Text Histogram: Lab asssignment¶

Objective¶

The purpose of this lab is to implement an efficient histogram algorithm for an input array of ASCII characters. There are 128 ASCII characters but we will consider only those with integer codes between 32 and 126. Each single character but the 36 and 42 will map into its own bin for a fixed total of 68 bins (we do not distinguish small and capital letters). The histogram bins will be unsigned 32-bit counters that do not saturate. Use the approach of creating a privitized histogram in shared memory for each thread block, then atomically modifying the global histogram.

Instructions¶

You can either re-use the Nvidia template in the samples-etu/0_Simple folder or write your own source code from scratch. Whatever solution you take, remember that your code needs to perform the following:

allocate device memory

copy data from host memory to device memory

initialize thread block and grid dimensions

launch CUDA kernel(s)

copy result(s) from device to host

deallocate device memory

The excutable generated as a result of compiling the lab with the make command and the tuned Nvidia-provided Makefile, can be run using the following command:

perrot@cluster2:~$ ./histoText -i <inputText.txt> -o <outputHisto.csv>

where <outputHisto.csv> is the exected csv-formatted output file containing on each line: <ASCII char c>:<c count>. The input file is <inputText.txt> and contains the dataset to be processed.

Note

As a reference, you can process this English dictionnary and the resulting output file should be like this.
Obviously, this dictionnary does not contain every ASCII character. So you are strongly invited to generate or find other test files to ensure that your program is working correctly.
My own tests will include various files.
Your work will be graded according to several criteria:
- the quality of the CUDA code
- the answers to the following questions
- the performance of your program

Questions

In addition to the code itself, you are requested to answer the following question, that will help in understanding your code design.

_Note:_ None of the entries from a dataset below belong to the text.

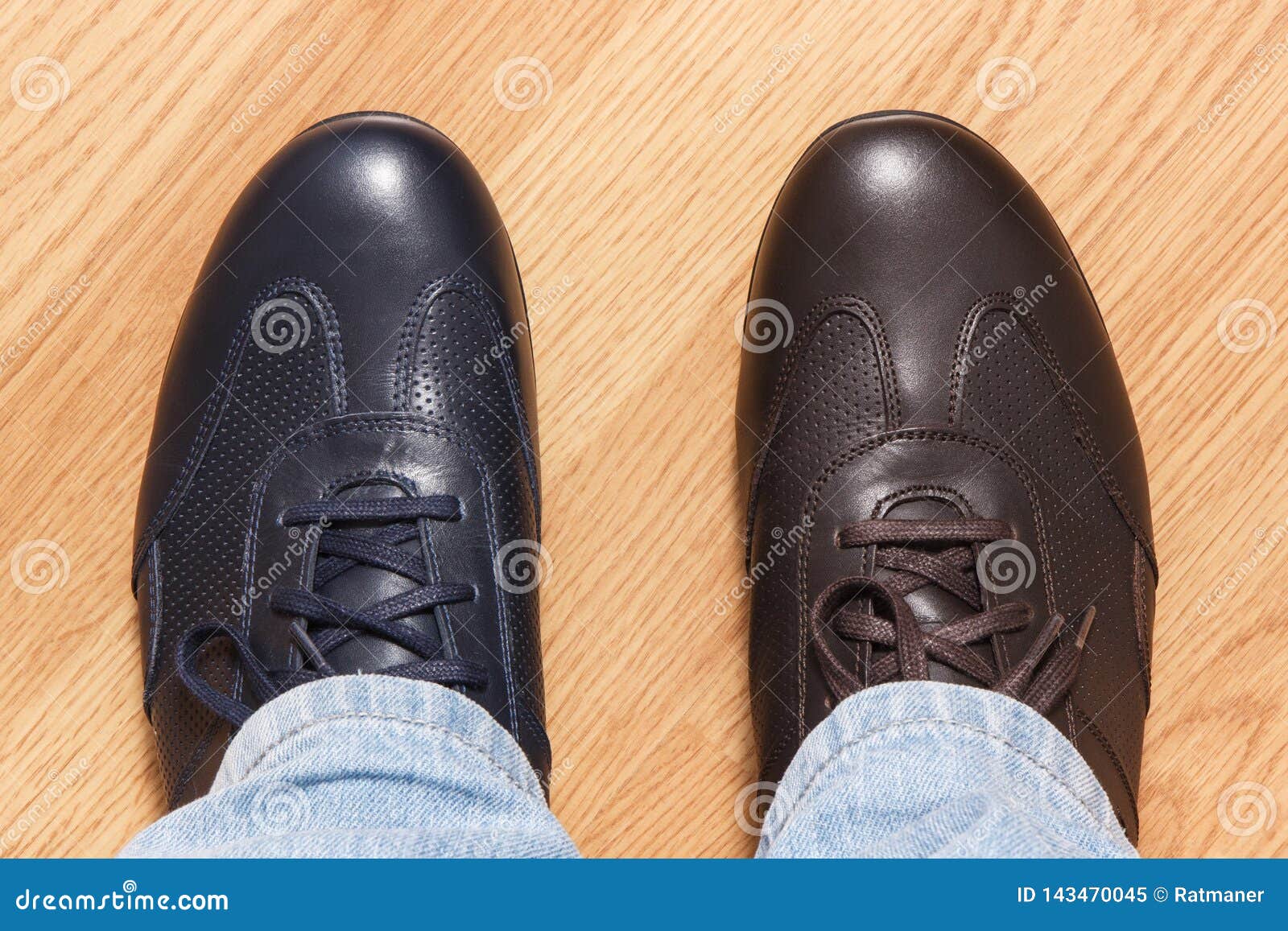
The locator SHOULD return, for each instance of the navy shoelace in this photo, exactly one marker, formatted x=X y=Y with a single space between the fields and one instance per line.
x=322 y=624
x=901 y=549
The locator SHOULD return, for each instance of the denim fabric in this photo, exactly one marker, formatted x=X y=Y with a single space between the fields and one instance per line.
x=927 y=769
x=366 y=766
x=384 y=766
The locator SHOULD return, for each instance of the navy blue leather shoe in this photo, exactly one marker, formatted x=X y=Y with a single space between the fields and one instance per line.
x=343 y=476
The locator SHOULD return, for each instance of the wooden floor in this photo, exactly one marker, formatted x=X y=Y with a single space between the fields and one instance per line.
x=634 y=154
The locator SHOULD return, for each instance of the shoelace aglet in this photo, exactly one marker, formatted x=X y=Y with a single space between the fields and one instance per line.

Were there any difficulties you had with completing the optimization correctly ?
Which optimizations gave the most benifit ?
For the histogram kernel, how many global memory reads are being performed by your kernel? explain.
For the histogram kernel, how many atomic operations are being performed by your kernel? explain.
Most text files will consist of only letters, numbers and whitespace characters. What can we say about atomic access contention regarding the number of threads that are simultaneously trying to atomically increment a private histogram ?

Warning

Deadline

As I do not have access to the UTBM’s course on the Moodle platform, you are invited to send me your source code via e-mail as an attachment.
I must receive your codes by April 19th. Any code that would be sent by this date will receive a grade 0/20.